Protein tyrosine phosphatases (PTPs) contain an essential thiol in the active site which may be susceptible to attack by nitric oxide-derived biological oxidants. We assessed the effects of peroxynitrite, nitric oxide, and S-nitrosoglutathione on the activity of three human tyrosine phosphatases in vitro. The receptor-like T-cell tyrosine phosphatase (CD45), the non-receptor-like tyrosine phosphatase PTP1B, and leukocyte-antigen-related (LAR) phosphatase were all irreversibly inactivated by peroxynitrite in less than 1 s with IC(50) values of </=0.9 microM. PTP inactivation was also seen with equivalent concentrations of peroxynitrite generated by SIN-1, indicating that bolus peroxynitrite and cogeneration of superoxide and nitric oxide were equipotent. Rate constants for peroxynitrite-mediated PTP inactivation were determined by competition with cysteine and were among the fastest rates yet seen for reaction of peroxynitrite with any biological molecules. The bimolecular reaction rates for CD45, LAR, and PTP1B were 2.0 x 10(8), 2.3 x 10(7), and 2.2 x 10(7) M(-1) s(-1), respectively. Inactivation by peroxynitrite was essentially irreversible as incubation with dithiothreitol (DTT) restored less than 10% of the original phosphatase activity. Prolonged treatment with 0.4 mM DETA NONOate, which generated a steady-state concentration of 2 microM nitric oxide, was only slightly inhibitory. S-Nitrosoglutathione (1.0 mM) inhibited PTPs by approximately 50% after 30 min and the inhibition was completely reversed by DTT. Nitrotyrosine immunoblots of peroxynitrite-treated PTP1B revealed that peroxynitrite completely inactivated PTP1B prior to the appearance of protein tyrosine nitration. Peroxynitrite anion is structurally similar to phosphate anion both in terms of molecular diameter and charge. Thus, the extreme vulnerability of these PTPs to peroxynitrite-mediated inactivation is consistent with attraction of peroxynitrite anion to the active site and subsequent oxidation of the essential thiolate. These findings suggest that any PTP possessing the CXXXXXR active-site sequence could potentially be inactivated by peroxynitrite in vivo resulting in a net increase in tyrosine phosphorylation and profound effects on phosphotyrosine-dependent signaling cascades.

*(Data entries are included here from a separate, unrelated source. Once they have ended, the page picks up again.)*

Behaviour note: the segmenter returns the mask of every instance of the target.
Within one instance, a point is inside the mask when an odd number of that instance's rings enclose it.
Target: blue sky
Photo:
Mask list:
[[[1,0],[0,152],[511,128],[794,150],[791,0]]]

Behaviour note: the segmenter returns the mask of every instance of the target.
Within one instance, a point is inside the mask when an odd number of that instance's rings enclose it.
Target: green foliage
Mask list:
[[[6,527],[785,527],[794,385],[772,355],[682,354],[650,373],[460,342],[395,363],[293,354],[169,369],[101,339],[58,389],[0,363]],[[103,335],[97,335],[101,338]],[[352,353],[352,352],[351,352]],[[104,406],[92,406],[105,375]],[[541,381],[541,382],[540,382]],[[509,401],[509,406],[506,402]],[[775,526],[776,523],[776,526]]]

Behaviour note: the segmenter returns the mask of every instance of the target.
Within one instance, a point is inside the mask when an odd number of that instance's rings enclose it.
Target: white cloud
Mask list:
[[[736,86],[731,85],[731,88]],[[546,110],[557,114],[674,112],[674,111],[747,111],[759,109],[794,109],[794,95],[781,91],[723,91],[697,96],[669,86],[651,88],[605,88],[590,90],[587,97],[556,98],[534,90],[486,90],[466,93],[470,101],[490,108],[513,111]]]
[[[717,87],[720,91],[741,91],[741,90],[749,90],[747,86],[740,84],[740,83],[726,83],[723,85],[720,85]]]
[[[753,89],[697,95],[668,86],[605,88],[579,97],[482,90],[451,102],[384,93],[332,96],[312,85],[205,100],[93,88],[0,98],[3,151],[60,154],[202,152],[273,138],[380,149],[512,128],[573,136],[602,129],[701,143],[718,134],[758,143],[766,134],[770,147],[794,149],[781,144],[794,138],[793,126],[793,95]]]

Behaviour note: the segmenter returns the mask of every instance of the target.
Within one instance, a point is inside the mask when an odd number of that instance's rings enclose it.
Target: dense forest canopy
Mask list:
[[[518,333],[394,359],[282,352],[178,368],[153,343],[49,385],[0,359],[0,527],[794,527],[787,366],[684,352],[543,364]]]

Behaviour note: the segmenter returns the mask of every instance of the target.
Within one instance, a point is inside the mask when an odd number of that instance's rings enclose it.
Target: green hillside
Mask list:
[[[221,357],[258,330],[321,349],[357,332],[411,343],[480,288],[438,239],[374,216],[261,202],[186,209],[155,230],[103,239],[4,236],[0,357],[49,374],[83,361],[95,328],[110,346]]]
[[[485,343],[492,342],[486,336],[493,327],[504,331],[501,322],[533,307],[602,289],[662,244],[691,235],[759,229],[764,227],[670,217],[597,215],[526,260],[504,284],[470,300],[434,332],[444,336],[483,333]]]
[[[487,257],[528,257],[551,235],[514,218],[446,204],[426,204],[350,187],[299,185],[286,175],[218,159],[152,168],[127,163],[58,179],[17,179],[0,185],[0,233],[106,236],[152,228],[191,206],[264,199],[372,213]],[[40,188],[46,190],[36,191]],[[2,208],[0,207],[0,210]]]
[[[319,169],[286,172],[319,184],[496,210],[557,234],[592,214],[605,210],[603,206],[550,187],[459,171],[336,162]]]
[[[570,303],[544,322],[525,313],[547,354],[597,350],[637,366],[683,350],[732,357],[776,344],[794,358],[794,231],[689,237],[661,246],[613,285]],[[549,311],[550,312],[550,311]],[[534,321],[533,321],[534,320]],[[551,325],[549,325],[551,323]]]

蛋白酪氨酸磷酸酶(PTPs)在活性位点含有一个必需的硫醇,它可能易受一氧化氮衍生的生物氧化剂的攻击。我们在体外评估了过氧亚硝酸盐、一氧化氮和S-亚硝基谷胱甘肽对三种人酪氨酸磷酸酶活性的影响。受体样T细胞酪氨酸磷酸酶(CD45)、非受体样酪氨酸磷酸酶PTP1B和白细胞抗原相关(LAR)磷酸酶在不到1秒的时间内均被过氧亚硝酸盐不可逆地失活,IC(50)值≤0.9微摩尔。由SIN-1产生的等效浓度的过氧亚硝酸盐也能使PTP失活,这表明一次性加入的过氧亚硝酸盐以及超氧化物和一氧化氮的同时产生具有同等效力。过氧亚硝酸盐介导的PTP失活的速率常数通过与半胱氨酸竞争来确定,是过氧亚硝酸盐与任何生物分子反应中迄今观察到的最快速率之一。CD45、LAR和PTP1B的双分子反应速率分别为2.0×10(8)、2.3×10(7)和2.2×10(7) M(-1) s(-1)。过氧亚硝酸盐引起的失活基本上是不可逆的,因为用二硫苏糖醇(DTT)孵育后恢复的原始磷酸酶活性不到10%。用0.4 mM二乙三胺 NONOate进行长时间处理,其产生的一氧化氮稳态浓度为2微摩尔,仅有轻微抑制作用。S-亚硝基谷胱甘肽(1.0 mM)在30分钟后使PTPs抑制约50%,且这种抑制作用可被DTT完全逆转。对过氧亚硝酸盐处理的PTP1B进行硝基酪氨酸免疫印迹分析显示,在蛋白质酪氨酸硝化出现之前,过氧亚硝酸盐已使PTP1B完全失活。过氧亚硝酸根阴离子在分子直径和电荷方面与磷酸根阴离子在结构上相似。因此,这些PTPs对过氧亚硝酸盐介导的失活的极端敏感性与过氧亚硝酸根阴离子被吸引到活性位点以及随后必需硫醇盐的氧化是一致的。这些发现表明,任何具有CXXXXXR活性位点序列的PTP在体内都可能被过氧亚硝酸盐失活,从而导致酪氨酸磷酸化净增加,并对磷酸酪氨酸依赖性信号级联产生深远影响。